I moved again in late 2017. I was packing up the garage when I saw the reel and fly box, which I’d never used. At that point, I’d left business and gone to journalism school. I’d done editorial internships alongside twentysomethings from Northwestern and Columbia and Berkeley at a string of outdoor magazines, including Outside. As a journalist, I’d found that the actual writing of a story pales compared to the chase: the search for the lurking truth, wherever it might be found. I like to follow leads into dusty archives and track down characters who haven’t been heard from in decades. The chase gets me out of my head, where I spend too much time as it is, and into the world.
And now, here in a battered gear bin in my own garage, was a worthy mystery begging to be solved, one that might have bearing on my family history. I’d never known my uncle to fly-fish—he associated it with snobs. He fished for trout with an ultralight outfit, which consisted of a short, whippy rod, a small spinning reel, and a Mepps or a Panther Martin lure. The fly reel looked barely used. I figured he’d bought it the same year he went out west.
Which didn’t make sense. Why take up a discipline like fly-fishing if you planned to end your life within the year? I thought back to when I first heard about his move to Steamboat.

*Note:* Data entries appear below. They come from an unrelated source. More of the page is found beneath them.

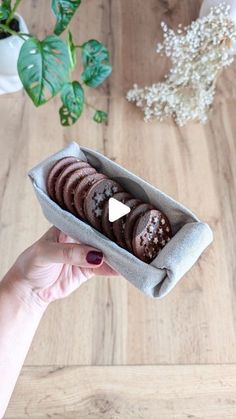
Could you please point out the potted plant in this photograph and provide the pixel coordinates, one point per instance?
(44, 67)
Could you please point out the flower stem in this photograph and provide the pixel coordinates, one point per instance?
(12, 14)
(6, 28)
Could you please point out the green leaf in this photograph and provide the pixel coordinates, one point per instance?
(72, 51)
(94, 52)
(5, 9)
(43, 67)
(94, 75)
(64, 10)
(72, 97)
(4, 13)
(95, 59)
(6, 4)
(100, 116)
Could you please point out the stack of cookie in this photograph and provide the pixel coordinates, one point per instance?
(77, 187)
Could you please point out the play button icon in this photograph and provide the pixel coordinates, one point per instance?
(116, 209)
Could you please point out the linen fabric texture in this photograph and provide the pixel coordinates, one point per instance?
(157, 279)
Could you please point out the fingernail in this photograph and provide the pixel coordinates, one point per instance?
(94, 257)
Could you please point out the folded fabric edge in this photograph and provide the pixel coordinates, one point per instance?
(202, 237)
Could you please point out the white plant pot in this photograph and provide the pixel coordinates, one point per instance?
(207, 4)
(9, 53)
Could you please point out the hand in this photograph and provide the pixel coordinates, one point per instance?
(55, 266)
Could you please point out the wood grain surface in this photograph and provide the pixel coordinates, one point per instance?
(147, 392)
(108, 321)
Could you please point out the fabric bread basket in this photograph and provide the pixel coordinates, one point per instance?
(190, 235)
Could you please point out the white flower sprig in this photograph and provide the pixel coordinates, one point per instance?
(198, 53)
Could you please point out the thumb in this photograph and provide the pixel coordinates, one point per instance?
(71, 254)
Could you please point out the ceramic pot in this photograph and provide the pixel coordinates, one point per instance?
(207, 4)
(9, 53)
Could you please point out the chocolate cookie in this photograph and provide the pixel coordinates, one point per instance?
(55, 172)
(131, 220)
(151, 232)
(62, 178)
(119, 225)
(96, 197)
(107, 226)
(81, 191)
(71, 184)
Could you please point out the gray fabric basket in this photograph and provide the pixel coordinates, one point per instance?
(156, 280)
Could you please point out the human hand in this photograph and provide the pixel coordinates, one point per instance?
(55, 266)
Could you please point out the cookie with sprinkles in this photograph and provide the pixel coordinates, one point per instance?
(118, 226)
(107, 226)
(152, 231)
(95, 200)
(132, 217)
(71, 184)
(81, 191)
(62, 178)
(55, 172)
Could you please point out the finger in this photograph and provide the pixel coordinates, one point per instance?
(71, 254)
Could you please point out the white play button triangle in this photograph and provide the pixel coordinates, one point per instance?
(116, 209)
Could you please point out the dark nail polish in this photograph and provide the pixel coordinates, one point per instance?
(94, 257)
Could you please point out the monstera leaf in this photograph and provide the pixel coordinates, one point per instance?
(72, 97)
(43, 67)
(5, 9)
(100, 116)
(94, 52)
(64, 10)
(72, 51)
(95, 59)
(95, 74)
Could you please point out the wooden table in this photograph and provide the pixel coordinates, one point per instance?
(108, 351)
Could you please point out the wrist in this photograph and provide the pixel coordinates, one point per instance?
(23, 291)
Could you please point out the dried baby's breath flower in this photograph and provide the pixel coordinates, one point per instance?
(198, 53)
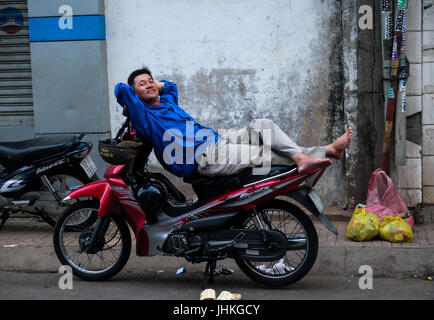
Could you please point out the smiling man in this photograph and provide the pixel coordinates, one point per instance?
(155, 114)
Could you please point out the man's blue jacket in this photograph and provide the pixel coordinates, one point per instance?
(176, 137)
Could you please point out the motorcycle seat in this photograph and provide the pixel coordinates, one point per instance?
(18, 153)
(207, 187)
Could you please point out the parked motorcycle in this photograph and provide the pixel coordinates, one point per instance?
(37, 174)
(273, 241)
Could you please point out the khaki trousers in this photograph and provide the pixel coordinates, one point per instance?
(259, 145)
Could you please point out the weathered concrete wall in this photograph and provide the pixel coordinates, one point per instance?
(238, 60)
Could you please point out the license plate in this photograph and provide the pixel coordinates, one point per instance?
(316, 201)
(88, 166)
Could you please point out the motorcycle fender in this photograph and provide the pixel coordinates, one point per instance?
(100, 190)
(304, 198)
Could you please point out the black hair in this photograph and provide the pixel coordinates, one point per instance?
(137, 72)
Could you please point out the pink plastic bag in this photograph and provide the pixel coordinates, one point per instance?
(383, 197)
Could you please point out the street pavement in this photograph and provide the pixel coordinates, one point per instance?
(30, 269)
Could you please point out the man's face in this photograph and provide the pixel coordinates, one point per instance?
(146, 88)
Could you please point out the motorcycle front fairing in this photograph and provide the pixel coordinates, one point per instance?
(113, 195)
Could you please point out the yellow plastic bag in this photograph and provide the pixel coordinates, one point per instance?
(363, 225)
(395, 229)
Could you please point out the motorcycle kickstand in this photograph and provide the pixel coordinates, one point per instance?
(209, 273)
(4, 217)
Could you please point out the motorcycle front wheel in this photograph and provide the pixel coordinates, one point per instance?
(112, 253)
(302, 243)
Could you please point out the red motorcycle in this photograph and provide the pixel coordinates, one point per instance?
(273, 241)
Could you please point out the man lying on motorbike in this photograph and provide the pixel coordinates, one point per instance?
(155, 114)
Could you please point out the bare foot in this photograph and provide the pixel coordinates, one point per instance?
(337, 148)
(307, 164)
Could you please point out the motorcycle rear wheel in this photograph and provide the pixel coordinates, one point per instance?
(105, 263)
(294, 223)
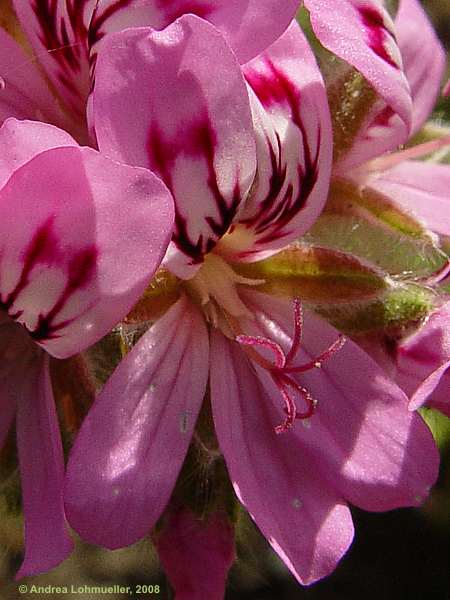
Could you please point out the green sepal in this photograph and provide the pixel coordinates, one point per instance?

“Are you sitting down?” my mother had said to me by phone, sometime in the autumn of 2002. “Your uncle is selling everything to become a ski bum.”
I was living in California’s Berkeley Hills, in the midst of a fifth career change in 15 years.
“Bradley? Do you hear me? He’s moving to Colorado.” She said he planned to tend bar at night, to ski and fish during the day.
“Richard’s leaving Michigan?” I said. “For good?” By then I called him Richard. He was 57, and I was 40. She said he’d already sold his house, a ski condo up north, boats, a motorcycle—everything but a pop-up camper and a pickup.
Now, nearly 17 years later, approaching the same age as Richard when he moved west, I decided it was important to understand the uncle who left Michigan. And the uncle who returned.
Richard traveled by rail from east to west on his occasional visits to California, so I made plans to do the same in the opposite direction. In mid-May of 2019, I booked a tiny sleeper on the California Zephyr, packed the reel and fly box into a rolling bag, and boarded the train in Reno, Nevada. I planned to get off in Chicago, rent a car, and drive to Michigan to visit Richard’s old haunts. Eventually, I’d go north, to the Happy Place. I’d visit Steamboat on the return leg.